One of the important segments contributing to a nation’s economy is its ‘Industries’. There are 3 Models of Locational Theories i.e.
These 3 models are together known as the ‘Location Triad’.
Finding the best location, that is suitable to gain the maximum profit and minimum cost is the major focus of optimum location, which is the base point of Industrial location theory.
Multiple theories have been given concerning the location of the industries but the theory of Alfred Weber is very special. So, we’ll be discussing Alfred Weber’s model on Industrial Location.
The location of an industry is influenced by various factors. However, some of the most common factors affecting the location of the industry are as follows –
Alfred Weber, a German Economist gave the guideline of Least transportation cost for the location of an industry. He attempted to find the least cost location of the manufacturing industry by considering three significant factors namely, Transportation cost, Labor cost, and Agglomeration cost. To diminish the intricacies of the real world, he took specific presumptions.
How the location of an industry is influenced by transportation costs?
As per Weber’s industrial location hypothesis, if the raw materials are weight-losing or tainted, the industries ought to be moved towards the raw material region. Weber utilized the location triangle models for the manufacturing industries which can utilize more than one raw material.
How the location of an industry is influenced by the labor cost?
As per Weber’s least labor cost hypothesis, if at any specific location, the labor cost is very cheap, the industry would be moved from the least transportation cost to the least labor cost provided the saving in labor cost would be more prominent than any extra transportation cost.
How the location of an industry is influenced by the agglomeration?
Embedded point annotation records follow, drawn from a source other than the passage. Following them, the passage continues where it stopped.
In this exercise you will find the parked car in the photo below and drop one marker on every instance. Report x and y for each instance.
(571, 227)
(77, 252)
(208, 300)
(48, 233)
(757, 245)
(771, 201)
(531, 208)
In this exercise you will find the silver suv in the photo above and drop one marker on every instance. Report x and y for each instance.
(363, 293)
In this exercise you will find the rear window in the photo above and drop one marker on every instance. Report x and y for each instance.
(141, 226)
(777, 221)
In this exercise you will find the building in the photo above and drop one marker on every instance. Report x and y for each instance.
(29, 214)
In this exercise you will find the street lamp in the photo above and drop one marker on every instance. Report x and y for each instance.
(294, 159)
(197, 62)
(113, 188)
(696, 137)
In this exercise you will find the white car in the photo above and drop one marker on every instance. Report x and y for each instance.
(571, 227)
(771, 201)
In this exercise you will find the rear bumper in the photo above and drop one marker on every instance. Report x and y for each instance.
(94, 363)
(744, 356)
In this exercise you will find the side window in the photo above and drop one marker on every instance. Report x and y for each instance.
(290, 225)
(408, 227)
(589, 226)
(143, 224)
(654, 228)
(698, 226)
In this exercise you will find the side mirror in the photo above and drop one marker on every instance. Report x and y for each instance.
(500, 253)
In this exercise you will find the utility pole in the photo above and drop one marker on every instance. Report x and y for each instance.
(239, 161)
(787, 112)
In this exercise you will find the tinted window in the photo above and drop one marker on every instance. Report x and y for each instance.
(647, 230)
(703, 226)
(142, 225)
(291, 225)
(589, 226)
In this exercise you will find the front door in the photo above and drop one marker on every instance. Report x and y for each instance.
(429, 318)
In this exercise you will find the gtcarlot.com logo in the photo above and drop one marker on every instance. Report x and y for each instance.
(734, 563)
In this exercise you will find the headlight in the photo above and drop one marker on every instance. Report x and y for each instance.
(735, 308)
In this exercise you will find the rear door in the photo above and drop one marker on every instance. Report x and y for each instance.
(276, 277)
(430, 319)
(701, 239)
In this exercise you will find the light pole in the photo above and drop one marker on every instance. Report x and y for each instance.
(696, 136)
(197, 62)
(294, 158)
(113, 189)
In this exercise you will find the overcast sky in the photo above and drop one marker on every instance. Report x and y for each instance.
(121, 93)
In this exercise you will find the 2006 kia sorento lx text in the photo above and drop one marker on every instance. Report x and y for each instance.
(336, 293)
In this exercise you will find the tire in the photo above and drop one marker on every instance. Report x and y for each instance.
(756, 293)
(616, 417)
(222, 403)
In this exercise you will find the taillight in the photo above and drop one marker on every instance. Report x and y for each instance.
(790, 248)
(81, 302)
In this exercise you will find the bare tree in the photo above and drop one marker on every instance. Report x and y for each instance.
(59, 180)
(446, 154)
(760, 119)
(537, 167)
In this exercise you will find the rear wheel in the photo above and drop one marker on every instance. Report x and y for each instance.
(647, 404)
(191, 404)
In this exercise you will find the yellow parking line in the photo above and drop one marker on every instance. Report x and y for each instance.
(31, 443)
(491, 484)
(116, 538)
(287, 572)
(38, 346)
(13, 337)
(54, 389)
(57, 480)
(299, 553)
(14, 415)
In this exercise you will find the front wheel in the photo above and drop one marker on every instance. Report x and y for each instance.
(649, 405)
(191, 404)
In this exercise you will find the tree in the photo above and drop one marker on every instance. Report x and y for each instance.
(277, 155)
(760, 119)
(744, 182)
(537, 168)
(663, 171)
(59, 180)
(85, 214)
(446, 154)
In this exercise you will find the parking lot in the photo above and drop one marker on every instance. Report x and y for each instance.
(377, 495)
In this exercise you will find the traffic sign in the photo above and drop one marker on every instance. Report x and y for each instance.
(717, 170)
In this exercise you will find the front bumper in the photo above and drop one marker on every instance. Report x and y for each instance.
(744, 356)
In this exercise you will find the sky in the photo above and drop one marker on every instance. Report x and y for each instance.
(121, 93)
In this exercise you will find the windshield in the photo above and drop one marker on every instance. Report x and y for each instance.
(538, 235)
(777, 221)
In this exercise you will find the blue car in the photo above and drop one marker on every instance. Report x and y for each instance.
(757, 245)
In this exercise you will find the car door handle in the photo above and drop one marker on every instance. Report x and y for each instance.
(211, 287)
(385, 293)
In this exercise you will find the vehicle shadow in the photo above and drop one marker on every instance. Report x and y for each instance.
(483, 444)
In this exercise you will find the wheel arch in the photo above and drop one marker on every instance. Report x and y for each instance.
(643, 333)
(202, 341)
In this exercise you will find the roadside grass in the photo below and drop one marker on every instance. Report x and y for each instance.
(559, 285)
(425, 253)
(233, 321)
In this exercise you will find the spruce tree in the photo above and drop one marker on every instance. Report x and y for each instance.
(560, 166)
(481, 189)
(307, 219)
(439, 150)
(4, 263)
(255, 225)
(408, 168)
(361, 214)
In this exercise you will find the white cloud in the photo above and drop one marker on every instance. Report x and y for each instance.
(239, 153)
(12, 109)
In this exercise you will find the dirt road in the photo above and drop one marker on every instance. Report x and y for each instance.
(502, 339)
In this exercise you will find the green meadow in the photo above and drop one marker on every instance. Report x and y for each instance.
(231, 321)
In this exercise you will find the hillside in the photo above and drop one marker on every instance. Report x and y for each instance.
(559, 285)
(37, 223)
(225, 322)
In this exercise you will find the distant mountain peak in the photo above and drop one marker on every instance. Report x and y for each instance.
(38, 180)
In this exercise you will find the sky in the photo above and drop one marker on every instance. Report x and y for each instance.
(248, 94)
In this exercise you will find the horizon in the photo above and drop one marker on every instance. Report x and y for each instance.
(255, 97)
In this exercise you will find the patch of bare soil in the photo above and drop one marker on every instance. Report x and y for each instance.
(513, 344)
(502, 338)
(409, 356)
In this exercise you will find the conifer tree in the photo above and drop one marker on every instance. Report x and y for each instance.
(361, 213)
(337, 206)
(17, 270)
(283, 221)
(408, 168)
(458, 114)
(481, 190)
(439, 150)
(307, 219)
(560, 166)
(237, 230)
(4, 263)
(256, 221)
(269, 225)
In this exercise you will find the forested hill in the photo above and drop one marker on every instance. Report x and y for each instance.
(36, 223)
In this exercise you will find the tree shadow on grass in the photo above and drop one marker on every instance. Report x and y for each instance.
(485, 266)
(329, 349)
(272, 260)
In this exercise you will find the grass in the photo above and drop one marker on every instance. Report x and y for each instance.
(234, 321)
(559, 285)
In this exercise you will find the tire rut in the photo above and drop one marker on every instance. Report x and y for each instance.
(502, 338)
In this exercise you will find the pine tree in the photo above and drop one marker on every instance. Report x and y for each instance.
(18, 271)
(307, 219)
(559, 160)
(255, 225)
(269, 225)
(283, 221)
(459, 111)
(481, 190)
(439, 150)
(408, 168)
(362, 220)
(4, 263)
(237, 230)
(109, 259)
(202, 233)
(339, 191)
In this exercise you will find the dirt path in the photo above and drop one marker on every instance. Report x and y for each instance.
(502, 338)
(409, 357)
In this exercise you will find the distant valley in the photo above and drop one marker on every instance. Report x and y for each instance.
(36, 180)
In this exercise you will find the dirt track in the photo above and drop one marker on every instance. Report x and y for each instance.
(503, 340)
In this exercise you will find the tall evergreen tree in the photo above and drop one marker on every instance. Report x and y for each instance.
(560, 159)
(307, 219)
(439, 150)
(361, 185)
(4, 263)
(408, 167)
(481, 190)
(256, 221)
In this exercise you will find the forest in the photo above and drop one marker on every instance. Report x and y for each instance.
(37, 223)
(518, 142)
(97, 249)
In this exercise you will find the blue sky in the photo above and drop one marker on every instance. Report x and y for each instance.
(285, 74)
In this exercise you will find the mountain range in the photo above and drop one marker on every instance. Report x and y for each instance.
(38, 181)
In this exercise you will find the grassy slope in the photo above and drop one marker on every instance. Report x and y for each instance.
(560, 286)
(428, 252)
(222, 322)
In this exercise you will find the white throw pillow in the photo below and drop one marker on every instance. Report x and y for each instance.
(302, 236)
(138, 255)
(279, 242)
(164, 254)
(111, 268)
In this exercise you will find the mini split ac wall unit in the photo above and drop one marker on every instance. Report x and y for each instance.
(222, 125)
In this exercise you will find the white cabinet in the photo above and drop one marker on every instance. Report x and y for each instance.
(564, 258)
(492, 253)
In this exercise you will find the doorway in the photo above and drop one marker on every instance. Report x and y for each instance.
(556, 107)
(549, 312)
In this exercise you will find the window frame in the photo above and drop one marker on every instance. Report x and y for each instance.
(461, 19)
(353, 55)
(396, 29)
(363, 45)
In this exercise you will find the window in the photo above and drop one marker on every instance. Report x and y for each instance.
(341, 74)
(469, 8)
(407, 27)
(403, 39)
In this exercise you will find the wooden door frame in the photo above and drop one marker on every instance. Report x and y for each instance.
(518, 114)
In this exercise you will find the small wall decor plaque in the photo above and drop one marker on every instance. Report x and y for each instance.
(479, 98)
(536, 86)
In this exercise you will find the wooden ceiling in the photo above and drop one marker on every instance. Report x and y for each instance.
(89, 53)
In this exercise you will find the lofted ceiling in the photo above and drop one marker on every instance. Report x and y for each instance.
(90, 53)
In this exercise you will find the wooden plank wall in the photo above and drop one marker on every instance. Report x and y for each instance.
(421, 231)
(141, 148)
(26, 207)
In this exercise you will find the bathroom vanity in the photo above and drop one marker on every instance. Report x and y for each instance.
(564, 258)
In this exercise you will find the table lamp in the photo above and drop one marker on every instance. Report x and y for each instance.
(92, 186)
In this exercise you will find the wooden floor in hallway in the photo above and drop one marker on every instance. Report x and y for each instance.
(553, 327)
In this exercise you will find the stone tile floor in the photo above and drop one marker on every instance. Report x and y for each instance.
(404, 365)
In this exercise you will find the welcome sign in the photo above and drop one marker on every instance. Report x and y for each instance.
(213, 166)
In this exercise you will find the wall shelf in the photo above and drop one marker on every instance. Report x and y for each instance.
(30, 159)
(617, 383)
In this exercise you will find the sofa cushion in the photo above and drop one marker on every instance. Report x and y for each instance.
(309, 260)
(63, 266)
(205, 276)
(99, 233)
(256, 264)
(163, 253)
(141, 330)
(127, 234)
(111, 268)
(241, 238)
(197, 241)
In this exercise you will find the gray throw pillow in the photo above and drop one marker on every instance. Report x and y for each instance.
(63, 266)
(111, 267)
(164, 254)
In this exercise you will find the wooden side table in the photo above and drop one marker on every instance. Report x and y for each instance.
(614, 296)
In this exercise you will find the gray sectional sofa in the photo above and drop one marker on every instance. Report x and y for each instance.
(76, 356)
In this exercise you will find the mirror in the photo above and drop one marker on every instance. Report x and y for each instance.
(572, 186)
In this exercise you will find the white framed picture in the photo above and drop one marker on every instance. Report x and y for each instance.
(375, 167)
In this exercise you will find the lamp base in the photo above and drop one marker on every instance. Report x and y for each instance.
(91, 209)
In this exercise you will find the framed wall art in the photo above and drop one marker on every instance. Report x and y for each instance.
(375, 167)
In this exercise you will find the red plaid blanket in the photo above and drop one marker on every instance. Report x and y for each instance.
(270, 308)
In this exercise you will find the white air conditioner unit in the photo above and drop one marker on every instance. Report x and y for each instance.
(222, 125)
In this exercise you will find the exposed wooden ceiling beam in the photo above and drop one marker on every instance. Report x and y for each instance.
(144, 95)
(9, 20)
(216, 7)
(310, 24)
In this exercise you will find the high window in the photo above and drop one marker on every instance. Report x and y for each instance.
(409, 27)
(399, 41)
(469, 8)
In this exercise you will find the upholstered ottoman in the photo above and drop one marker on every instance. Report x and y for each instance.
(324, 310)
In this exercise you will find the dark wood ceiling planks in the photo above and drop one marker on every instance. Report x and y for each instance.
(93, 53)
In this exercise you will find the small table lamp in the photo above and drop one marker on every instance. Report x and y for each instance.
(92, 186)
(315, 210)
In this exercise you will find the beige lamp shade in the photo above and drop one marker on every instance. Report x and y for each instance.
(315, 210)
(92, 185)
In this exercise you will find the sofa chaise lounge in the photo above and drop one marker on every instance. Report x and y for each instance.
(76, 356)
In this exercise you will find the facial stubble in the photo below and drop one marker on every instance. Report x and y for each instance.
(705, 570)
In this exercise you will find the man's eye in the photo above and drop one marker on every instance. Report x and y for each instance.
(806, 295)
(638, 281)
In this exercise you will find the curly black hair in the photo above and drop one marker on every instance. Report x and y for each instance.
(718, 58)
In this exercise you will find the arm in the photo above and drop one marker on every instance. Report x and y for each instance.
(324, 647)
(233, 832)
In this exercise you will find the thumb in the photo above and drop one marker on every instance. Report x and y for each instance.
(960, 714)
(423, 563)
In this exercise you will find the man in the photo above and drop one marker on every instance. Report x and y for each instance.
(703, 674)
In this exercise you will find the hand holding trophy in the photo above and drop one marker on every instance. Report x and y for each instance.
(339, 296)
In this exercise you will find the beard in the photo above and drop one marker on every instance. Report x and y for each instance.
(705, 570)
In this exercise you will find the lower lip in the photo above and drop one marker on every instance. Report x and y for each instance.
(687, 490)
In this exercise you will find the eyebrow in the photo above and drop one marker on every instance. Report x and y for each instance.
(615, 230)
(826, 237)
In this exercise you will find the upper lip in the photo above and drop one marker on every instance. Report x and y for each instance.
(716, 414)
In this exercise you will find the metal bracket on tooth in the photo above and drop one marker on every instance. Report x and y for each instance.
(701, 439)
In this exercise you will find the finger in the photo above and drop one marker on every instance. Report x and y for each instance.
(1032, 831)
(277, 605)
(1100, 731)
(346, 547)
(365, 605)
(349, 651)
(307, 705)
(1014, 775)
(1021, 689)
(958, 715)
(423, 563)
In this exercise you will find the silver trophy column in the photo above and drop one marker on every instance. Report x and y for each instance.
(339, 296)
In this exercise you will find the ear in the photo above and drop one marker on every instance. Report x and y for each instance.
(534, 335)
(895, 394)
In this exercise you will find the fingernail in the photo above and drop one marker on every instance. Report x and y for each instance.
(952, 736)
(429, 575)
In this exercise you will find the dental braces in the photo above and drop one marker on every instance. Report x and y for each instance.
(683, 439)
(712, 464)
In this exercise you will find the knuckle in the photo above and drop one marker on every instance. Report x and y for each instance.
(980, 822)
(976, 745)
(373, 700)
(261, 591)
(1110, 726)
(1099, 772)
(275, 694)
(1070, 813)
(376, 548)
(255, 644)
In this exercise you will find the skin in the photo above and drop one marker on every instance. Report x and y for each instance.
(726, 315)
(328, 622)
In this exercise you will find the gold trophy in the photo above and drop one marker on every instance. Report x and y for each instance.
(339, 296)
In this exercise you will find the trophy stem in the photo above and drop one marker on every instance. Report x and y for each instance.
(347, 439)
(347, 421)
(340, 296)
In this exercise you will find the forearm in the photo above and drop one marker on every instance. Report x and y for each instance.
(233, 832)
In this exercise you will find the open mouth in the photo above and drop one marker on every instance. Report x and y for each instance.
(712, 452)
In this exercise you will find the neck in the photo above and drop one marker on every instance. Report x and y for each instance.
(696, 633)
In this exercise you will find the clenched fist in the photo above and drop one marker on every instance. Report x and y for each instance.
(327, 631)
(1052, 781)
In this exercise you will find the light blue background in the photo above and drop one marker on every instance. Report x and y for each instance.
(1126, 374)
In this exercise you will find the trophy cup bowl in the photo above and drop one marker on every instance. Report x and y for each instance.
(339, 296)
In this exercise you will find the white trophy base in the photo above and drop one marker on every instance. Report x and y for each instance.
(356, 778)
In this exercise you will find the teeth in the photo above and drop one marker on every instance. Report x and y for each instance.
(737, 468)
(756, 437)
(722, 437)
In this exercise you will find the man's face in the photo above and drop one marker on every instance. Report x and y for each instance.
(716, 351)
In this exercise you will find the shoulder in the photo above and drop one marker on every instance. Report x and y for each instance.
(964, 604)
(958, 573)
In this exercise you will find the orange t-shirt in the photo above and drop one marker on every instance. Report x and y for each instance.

As indicated by Weber’s agglomeration hypothesis of industrial location, infrastructural factors can likewise impact the location of an industry more than the transportation cost and labor cost as many lights industries can’t put resources into structural facilities. According to this hypothesis, the industry ought to be moved towards agglomeration if the agglomeration factor is more remarkable than the combined factors of transportation and labor cost.
Regardless of all drawbacks, the iron and steel industry at Jamshedpur (Tata steel) in India and Essen in Germany can be better perceived with Weber’s hypothesis of the location of an industry. Additionally, the manufacturing industries are turning out to be more perplexing nowadays because of technological advancements. Also, the 21st-century industries are focusing more on semi-finished products rather than raw materials.